Here, too, it is to be expected that the various open legal terms will only be clarified in case law that is yet to be developed. However, until then there will be a lot of uncertainty.

III. More economic operators subject to strict liability

Manufacturers and importers are currently liable for product defects regardless of fault; distributors are only liable on a secondary basis.
In the future, far more economic operators than before will be liable for product defects regardless of fault; although many of them do not have any influence on the product as such. In addition to manufacturers, importers and (secondarily) distributor, liability will also be imposed in future on:

  • Authorised representatives;
  • Persons who substantially modify products already placed on the market;
  • Fulfilment service providers (if there is no manufacturer, importer or authorised representative in the EU);
  • secondarily also provider of online platforms that allow consumers to conclude distance contracts with traders if none of the primarily liable parties can be identified and they are not identified despite being requested to do so.

Recommendation for newly liable economic operators: seek for appropriate insurance cover.
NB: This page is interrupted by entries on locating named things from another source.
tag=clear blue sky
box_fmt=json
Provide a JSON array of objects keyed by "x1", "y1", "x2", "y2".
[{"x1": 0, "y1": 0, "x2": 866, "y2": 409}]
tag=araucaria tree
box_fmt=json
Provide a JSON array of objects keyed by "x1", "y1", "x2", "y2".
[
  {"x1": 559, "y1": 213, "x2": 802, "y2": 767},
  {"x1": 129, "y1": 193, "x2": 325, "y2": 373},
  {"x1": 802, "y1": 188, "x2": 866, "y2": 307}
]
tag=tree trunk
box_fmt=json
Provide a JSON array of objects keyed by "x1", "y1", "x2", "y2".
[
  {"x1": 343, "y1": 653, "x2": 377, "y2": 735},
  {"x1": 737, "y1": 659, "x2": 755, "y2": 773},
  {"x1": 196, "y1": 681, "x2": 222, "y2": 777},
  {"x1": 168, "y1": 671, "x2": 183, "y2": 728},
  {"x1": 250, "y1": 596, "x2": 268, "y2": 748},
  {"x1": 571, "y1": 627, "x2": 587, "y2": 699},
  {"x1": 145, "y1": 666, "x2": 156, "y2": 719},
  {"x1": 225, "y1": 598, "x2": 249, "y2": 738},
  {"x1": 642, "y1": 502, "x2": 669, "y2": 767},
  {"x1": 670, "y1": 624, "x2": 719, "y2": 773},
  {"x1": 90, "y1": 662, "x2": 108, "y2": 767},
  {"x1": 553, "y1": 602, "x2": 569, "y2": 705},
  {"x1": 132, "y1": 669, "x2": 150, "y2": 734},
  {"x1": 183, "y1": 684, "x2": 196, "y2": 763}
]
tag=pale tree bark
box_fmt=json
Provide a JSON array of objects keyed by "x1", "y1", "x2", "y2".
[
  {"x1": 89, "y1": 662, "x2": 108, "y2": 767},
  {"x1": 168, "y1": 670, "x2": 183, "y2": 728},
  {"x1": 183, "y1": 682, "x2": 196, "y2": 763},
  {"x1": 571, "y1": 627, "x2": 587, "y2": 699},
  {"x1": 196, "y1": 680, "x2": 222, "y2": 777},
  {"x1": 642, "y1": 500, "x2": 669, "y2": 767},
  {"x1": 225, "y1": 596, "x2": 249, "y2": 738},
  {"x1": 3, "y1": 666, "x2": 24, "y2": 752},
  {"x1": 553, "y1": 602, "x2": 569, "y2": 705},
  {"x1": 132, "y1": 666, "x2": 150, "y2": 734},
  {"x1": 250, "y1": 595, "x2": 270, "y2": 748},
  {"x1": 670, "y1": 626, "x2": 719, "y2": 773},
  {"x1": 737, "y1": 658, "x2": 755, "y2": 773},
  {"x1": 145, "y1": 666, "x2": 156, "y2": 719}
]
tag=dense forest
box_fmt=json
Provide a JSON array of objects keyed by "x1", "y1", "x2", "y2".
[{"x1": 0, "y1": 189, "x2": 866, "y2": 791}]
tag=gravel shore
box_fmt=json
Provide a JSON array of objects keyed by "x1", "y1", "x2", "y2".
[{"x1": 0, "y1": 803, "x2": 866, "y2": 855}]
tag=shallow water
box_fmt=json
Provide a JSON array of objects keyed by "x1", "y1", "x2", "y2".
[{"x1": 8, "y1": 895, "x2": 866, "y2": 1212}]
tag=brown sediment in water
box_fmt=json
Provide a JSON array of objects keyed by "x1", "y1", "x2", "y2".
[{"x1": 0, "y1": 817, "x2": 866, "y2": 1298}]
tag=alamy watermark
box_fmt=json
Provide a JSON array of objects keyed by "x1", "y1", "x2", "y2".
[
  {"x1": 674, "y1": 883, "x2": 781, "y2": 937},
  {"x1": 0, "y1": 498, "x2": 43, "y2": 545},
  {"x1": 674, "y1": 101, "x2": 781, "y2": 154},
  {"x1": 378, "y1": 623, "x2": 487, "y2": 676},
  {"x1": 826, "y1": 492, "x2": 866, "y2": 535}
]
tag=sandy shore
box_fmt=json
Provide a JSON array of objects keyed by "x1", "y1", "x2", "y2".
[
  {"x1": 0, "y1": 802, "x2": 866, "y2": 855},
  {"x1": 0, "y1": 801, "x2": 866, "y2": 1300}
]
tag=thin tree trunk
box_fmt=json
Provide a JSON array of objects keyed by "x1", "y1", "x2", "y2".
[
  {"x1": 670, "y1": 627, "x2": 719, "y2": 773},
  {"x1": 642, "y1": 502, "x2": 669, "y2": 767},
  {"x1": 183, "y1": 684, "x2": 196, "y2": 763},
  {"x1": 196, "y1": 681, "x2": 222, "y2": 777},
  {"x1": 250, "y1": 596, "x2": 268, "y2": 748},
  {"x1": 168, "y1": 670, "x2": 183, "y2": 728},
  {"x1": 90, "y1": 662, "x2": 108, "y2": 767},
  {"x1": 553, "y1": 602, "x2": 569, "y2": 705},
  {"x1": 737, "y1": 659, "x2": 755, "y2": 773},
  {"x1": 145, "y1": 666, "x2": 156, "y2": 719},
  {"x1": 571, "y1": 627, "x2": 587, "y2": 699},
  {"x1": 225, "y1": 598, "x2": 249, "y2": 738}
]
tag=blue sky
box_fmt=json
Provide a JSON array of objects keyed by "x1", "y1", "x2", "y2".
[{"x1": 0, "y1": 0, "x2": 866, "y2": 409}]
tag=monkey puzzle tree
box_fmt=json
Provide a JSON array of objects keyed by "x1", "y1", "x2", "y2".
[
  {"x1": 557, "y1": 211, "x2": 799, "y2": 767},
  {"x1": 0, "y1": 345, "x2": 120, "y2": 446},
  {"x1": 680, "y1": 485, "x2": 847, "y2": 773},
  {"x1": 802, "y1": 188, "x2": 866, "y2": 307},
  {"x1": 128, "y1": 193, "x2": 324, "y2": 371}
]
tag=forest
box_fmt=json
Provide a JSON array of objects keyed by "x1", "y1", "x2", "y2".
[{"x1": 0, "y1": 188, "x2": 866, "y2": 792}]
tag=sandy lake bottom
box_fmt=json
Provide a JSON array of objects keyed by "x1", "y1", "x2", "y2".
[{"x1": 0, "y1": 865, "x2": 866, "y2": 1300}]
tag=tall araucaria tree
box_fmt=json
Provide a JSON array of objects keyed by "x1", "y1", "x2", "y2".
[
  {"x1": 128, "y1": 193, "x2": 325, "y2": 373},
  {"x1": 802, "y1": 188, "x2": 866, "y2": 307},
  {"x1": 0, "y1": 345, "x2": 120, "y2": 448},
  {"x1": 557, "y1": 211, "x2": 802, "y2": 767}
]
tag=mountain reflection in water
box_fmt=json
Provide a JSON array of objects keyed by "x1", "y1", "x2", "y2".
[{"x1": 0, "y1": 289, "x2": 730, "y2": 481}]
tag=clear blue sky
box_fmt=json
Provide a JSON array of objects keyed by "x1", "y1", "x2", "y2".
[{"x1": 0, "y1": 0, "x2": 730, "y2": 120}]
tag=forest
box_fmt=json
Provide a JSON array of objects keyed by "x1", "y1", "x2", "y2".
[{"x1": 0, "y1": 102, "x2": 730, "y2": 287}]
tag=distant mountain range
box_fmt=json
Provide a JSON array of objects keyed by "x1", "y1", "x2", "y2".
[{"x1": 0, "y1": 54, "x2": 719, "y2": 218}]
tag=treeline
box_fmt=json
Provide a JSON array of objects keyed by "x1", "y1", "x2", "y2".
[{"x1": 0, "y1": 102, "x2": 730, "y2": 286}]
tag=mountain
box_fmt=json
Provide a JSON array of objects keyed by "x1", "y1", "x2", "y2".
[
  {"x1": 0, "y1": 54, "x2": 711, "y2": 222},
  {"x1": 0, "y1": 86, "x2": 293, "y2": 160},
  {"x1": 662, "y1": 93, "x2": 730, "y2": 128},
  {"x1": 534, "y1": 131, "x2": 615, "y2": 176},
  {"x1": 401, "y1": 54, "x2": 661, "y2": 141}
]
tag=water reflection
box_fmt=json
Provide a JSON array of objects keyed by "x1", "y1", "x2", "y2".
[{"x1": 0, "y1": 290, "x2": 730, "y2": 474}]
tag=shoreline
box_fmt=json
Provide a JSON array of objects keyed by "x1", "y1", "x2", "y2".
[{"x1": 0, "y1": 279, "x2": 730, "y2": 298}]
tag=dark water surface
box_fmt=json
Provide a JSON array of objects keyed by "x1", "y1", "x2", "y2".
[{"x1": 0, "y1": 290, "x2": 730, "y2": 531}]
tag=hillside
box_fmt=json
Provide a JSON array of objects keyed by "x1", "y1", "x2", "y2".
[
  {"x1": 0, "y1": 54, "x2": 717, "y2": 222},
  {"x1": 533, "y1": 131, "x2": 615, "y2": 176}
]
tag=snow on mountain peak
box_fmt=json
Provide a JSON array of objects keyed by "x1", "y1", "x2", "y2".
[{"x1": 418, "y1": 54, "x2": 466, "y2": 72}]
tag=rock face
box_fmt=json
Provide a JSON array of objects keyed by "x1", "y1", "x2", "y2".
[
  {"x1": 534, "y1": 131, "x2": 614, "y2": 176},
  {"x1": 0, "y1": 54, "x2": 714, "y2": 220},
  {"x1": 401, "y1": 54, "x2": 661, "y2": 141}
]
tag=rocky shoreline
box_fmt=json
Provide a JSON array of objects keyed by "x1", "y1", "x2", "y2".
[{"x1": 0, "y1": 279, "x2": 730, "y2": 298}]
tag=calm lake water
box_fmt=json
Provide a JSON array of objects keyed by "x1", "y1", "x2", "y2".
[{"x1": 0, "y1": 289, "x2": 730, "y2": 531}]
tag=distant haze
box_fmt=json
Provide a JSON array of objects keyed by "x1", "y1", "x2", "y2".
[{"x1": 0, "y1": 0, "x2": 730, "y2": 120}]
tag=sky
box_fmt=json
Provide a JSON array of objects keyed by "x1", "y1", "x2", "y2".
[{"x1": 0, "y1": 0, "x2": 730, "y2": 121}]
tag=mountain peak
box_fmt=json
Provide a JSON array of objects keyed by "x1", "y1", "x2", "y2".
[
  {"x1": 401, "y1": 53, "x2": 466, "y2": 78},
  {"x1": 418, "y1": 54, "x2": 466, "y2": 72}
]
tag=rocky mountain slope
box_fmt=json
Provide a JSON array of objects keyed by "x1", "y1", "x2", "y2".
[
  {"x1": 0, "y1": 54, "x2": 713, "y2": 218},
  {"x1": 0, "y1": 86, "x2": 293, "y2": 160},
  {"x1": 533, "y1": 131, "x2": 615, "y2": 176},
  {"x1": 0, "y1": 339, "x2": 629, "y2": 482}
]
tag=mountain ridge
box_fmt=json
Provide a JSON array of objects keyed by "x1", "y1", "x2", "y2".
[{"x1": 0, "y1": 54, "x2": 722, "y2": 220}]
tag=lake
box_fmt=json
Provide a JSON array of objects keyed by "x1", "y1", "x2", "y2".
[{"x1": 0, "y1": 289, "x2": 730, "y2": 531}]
IV. Extended liability through a broader definition of defect

A product will continue to be considered defective if it does not meet the safety expectations a person is entitled to expect. While this term has so far mainly been shaped by case law, in future, the law will provide far more specifications for the assessment of defectiveness, which is particularly important for technical products.

New is, for example:

  • The product is also deemed to be defective if it does not comply with the regulatory safety requirements;
  • The assessment should take into account, for example, any ability of the product to continue learning after it has been placed on the market; foreseeable effects of other products on the product if it can be assumed that the products will be used together; corrective actions, such as recalls; in the case of products whose purpose is to prevent harm, failure to fulfil this purpose;
  • Relevant time of assessment: In principle, the time of placing on the market remains decisive. However, for products that remain under the control of the manufacturer after this date, the relevant date is the date when the manufacturer no longer has control.

Recommendations: Review product instructions; consider liability implications when deciding on voluntary product recalls.

V. No financial liability limits anymore

Due to the no-fault principle, product liability has so far been limited by financial limits. In Germany, for example, property damage of below EUR 500 could not be claimed for, while liability for damages to health was capped at EUR 85 million.

The new Product Liability Directive no longer provides for such liability limits. In future, economic operators can therefore be held liable without limitation, regardless of fault.

Recommendation: Adjust insurance policies.

VI. Prolonged development risk defence

No-fault product liability claims continue to expire automatically 10 years after the date when the product was placed on the market.

In future, however, there will be an exception if there is a longer latency period of the damage to health. In such a case, claims will only expire after 25 years – a period after which important documents and persons involved are in most cases no longer accessible.

Recommendation: Adapt insurance policies, draft new SOPs for the retention period of certain documentation.


The dossier adopted by the European Parliament is currently undergoing legal linguistic revision and is expected to be voted in the so-called “corrigendum” procedure in autumn. After entering into force, the member states have two years to transpose these new strict product liability rules into national law. In Germany, extensive changes to the ProdHaftG are to be expected. The new, massively tightened product liability will then apply to products that are placed on the market from this date; the previous ProdHaftG will continue to apply to all products that have been placed on the market to date or until implementation.